Ci sono date di cui bisogna serbare memoria per più di una ragione; per motivi personali, di narcisismo buono – ed io non faccio nulla per sottrarmi a questo innocuo esercizio di vanità, che può pure addolcire l’esistenza – e per questioni più ‘serie’, legate ad una riflessione che mi fa piacere condividere con chi legge queste mie poche righe puerili.
Oggi dunque, 31 luglio 2020, voglio ricordare un altro 31 luglio, quello del 1992. Quel giorno mio fratello vinse il bronzo nella 20 km di marcia alle Olimpiadi di Barcellona. Fu l’unica medaglia per l’atletica leggera in quell’edizione dei giochi olimpici.

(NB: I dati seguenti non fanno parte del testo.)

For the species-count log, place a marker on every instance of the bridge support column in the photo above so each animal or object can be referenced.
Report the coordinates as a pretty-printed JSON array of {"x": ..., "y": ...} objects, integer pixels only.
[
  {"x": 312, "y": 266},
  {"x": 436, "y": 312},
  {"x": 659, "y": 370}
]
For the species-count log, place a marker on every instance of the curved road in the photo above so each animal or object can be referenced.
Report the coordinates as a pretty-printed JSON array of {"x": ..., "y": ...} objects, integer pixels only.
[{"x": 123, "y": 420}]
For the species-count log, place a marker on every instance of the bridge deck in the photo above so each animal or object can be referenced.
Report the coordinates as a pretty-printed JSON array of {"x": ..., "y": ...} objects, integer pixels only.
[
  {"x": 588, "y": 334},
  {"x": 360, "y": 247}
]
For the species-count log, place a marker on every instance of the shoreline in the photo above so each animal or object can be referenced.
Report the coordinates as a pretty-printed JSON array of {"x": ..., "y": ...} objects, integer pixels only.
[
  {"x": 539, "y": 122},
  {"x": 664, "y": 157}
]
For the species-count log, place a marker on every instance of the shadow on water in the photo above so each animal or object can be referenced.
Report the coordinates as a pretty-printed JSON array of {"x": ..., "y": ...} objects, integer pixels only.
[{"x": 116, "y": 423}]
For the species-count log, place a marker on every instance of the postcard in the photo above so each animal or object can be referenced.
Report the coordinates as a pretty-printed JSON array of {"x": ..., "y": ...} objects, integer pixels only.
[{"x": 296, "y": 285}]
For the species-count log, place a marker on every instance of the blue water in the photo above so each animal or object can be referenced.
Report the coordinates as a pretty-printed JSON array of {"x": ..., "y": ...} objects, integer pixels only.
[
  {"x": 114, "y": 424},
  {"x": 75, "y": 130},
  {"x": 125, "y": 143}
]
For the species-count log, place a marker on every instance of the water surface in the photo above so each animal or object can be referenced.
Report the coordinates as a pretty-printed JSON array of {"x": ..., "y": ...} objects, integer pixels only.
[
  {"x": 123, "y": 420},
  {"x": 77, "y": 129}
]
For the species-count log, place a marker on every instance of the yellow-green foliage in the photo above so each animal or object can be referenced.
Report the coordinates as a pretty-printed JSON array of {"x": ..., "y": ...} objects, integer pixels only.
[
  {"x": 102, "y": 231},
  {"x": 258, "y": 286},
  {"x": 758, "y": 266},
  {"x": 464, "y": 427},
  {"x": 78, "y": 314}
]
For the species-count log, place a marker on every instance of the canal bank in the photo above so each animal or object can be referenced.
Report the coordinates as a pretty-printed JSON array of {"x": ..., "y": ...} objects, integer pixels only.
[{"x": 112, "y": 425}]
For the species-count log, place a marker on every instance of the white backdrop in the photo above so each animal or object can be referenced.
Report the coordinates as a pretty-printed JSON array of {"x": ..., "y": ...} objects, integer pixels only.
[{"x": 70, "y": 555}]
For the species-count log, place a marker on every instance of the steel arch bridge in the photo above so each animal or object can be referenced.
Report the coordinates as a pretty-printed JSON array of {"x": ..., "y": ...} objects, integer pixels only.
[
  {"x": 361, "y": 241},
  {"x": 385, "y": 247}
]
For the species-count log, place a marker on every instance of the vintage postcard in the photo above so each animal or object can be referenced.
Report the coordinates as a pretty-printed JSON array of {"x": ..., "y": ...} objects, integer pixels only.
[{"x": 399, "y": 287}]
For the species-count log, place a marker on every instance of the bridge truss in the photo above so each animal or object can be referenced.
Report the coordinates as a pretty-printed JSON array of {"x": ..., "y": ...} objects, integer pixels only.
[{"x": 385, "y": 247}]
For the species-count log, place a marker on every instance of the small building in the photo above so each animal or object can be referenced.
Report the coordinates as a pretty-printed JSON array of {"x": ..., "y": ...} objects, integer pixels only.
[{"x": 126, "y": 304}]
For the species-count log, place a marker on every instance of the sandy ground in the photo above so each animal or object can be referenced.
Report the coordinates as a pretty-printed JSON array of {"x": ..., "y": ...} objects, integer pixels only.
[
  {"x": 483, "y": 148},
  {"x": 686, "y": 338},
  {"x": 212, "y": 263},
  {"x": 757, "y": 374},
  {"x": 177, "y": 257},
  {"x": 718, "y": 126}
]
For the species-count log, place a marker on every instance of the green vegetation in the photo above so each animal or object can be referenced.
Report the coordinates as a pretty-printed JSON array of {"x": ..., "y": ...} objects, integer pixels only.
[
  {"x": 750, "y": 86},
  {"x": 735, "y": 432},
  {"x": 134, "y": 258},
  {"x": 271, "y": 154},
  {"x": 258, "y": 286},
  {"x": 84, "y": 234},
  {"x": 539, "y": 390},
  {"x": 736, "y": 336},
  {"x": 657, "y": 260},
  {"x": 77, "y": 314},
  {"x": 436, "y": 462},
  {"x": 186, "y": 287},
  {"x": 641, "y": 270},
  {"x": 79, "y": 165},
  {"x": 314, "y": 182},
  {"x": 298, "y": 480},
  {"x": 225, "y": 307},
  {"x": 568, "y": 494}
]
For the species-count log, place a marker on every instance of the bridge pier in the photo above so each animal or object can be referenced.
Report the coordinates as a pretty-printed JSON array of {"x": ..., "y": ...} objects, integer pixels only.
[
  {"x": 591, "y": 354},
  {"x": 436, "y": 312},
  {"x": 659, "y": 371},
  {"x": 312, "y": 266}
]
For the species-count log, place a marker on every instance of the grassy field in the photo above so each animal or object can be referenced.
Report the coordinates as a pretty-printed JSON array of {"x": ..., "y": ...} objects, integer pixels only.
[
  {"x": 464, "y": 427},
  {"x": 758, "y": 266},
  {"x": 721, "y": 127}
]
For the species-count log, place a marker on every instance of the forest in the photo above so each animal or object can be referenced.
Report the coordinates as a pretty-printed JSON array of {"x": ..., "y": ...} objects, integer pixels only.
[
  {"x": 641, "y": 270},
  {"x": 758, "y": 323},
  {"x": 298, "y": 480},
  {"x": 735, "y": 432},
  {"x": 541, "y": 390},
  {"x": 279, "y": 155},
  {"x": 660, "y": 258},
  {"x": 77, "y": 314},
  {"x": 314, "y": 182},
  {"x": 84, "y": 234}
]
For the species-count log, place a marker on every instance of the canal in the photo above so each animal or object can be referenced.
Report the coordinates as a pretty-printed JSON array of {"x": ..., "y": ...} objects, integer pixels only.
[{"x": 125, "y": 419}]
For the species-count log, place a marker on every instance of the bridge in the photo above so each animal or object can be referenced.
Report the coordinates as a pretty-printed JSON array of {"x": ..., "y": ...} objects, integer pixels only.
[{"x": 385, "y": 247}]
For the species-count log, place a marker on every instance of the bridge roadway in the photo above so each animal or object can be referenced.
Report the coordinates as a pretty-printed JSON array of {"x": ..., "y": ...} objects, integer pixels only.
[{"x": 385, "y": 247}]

Credo di aver scritto tanto di quell’impresa, ma una volta di più voglio ricordare quanto sia stato importante il contributo di un’armonia perfetta di volontà intelligenti, appassionate e orientate allo scopo.

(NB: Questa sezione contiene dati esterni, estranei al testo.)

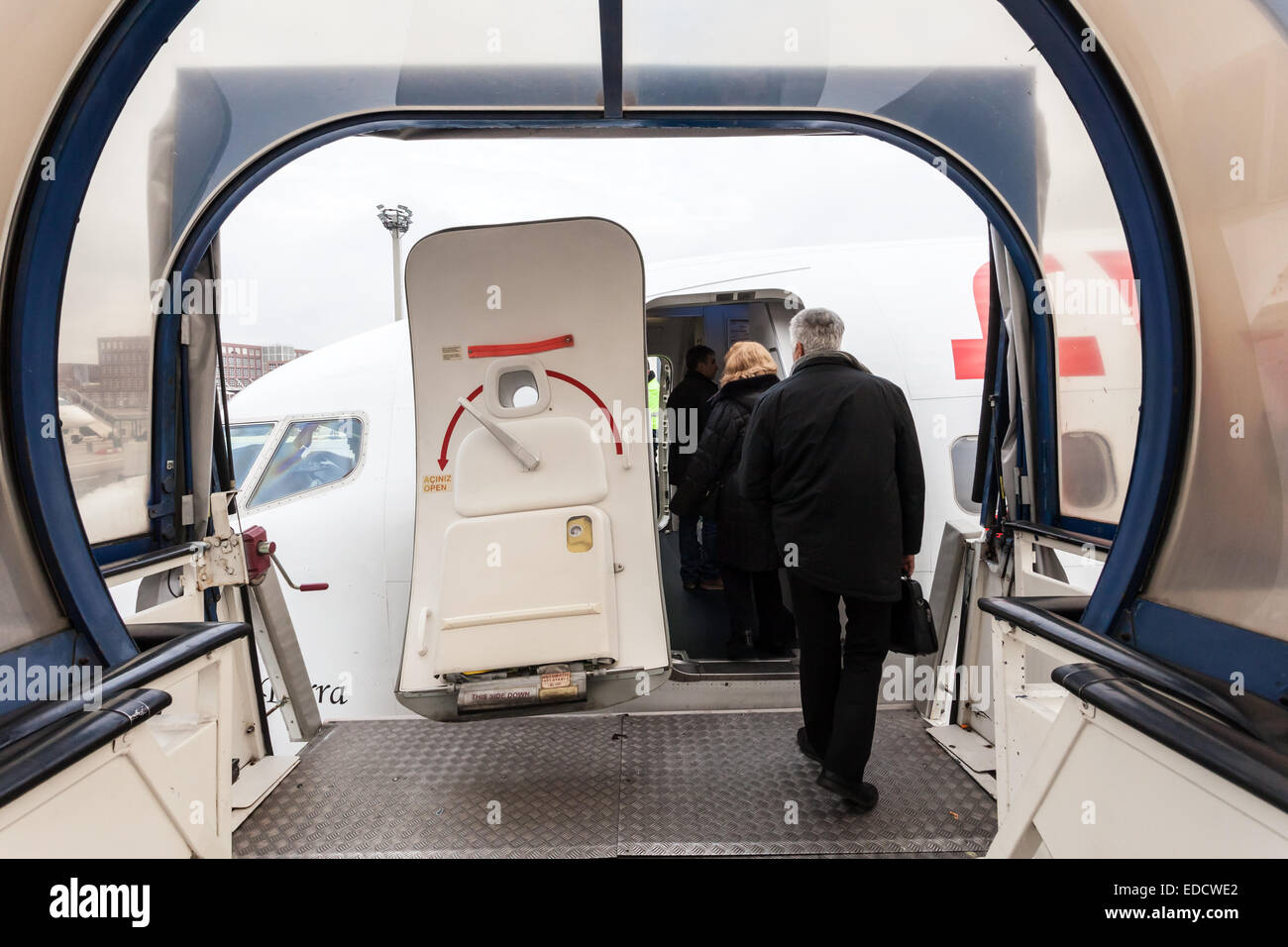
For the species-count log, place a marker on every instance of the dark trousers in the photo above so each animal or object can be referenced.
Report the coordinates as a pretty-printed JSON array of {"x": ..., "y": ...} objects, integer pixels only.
[
  {"x": 838, "y": 686},
  {"x": 755, "y": 604},
  {"x": 698, "y": 560}
]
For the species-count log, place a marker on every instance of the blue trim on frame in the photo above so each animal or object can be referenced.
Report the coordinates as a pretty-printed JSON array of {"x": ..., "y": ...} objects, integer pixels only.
[
  {"x": 1153, "y": 236},
  {"x": 1211, "y": 647},
  {"x": 116, "y": 551},
  {"x": 47, "y": 218},
  {"x": 44, "y": 223}
]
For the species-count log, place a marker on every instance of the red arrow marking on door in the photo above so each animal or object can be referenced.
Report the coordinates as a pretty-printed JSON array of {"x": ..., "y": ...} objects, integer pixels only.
[
  {"x": 595, "y": 398},
  {"x": 451, "y": 427}
]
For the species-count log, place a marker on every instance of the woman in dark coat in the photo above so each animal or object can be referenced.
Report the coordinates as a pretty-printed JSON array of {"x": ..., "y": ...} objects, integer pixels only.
[{"x": 745, "y": 545}]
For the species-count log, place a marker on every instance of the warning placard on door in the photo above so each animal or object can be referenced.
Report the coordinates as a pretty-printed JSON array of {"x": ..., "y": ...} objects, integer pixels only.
[{"x": 436, "y": 483}]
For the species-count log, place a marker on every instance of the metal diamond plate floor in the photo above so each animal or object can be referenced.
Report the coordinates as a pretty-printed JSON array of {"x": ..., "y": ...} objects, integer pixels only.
[{"x": 600, "y": 787}]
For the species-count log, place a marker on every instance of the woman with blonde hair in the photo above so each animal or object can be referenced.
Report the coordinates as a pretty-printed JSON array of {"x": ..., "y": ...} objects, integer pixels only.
[{"x": 745, "y": 545}]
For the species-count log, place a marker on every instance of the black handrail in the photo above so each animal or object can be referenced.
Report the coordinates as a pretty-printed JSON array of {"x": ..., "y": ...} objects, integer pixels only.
[
  {"x": 1229, "y": 753},
  {"x": 153, "y": 558},
  {"x": 1249, "y": 712},
  {"x": 22, "y": 768},
  {"x": 1055, "y": 532},
  {"x": 189, "y": 641}
]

Ero l’allenatore, sì. Ma se ho avuto un merito dentro quella formidabile vicenda – qualcosa che ritengo, senza presunzione, abbia fatto la differenza – non è stato il mero ‘contributo tecnico’, che comunque ho dato. Credo che l’attività più nobile, difficile e decisiva ai fini del risultato finale, sia stata quella di aver costituito e tenuto insieme un team vincente, di amici, prima che di professionisti. Ecco, quella è stata l’arma segreta. Quello è l’insegnamento più alto che ho appreso fino ad oggi, non solo nello sport.